The only study that measured the TCI-R dimension in ASAD reported an elevation in HA, reward dependence (RD), and self-transcendence (ST) levels and lower SD scores, with ASAD patients showing quantitatively greater severity in high HA and lower SD; the TCI-R profile of these subjects seems very similar to patients with anxiety disorders .

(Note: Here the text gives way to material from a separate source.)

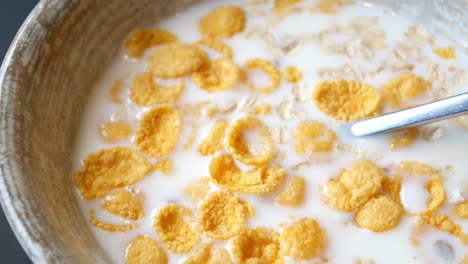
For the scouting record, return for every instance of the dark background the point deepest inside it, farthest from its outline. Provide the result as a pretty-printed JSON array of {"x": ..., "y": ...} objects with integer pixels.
[{"x": 12, "y": 15}]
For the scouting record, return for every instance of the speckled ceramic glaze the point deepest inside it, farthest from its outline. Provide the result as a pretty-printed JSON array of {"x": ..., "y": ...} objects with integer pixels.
[{"x": 61, "y": 50}]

The results of our research partially confirm all these literature findings, even if there are some peculiar differences that deserve some clarification. The HA strongly correlates with separation anxiety symptoms in all the three groups: the score of this dimension indicates fear of the unknown and shyness with strangers, which could lead to avoidance behaviour especially in new situations. High levels of HA are linked to overcaution, insecurity, and passivity [15, 33]. On the contrary, NS does not correlate with separation anxiety in any of the groups, confirming that this kind of anxiety is different than that of the other anxiety disorders, as mentioned above.
Focusing on the other results, SD shows a strong inverse correlation with ASA-27 scores in all the three clinical samples. Since SD could be defined as the measure of resourcefulness and self-acceptance , low levels of SD are linked to irresponsibility, inefficiency, weakness, and bad self-reliance. This is consistent with a fundamental role of separation anxiety in the integration of functions of the self.
Cooperativeness seems to be inverse-correlated with ASAD symptoms only within the addictive sample, both in alcohol and gambling. Considering that CO is the capacity to understand and accept other people , low levels of CO are linked to intolerance, incomprehension, nonsociability, and indifference.
The ST dimension appears to be characteristic of the gamblers. ST refers to magical thinking, unselfishness, and superstition, prototypical features of a behavioural addiction .
This study is the first one assessing the frequency rates of ASAD in both chemical and behavioural addiction, as compared to a sample of anxiety patients. In addition we pointed out the temperament and character correlations of separation anxiety in these patients, which were shared across the disorders (HA, SD) or typical of the addictions (CO, ST). Limitations of this preliminary investigation include a small sample size, some imbalance in the demographic characteristics of the three populations, and a lack of clinical subtyping. So, our observations need to be replicated in larger groups, also widening the target on other chemical and behavioural addictions and taking into account further comorbidities.
No pharmaceutical and industry support was employed in this study.
Conflict of Interests
The authors declare no conflict of interests regarding the publication of this paper.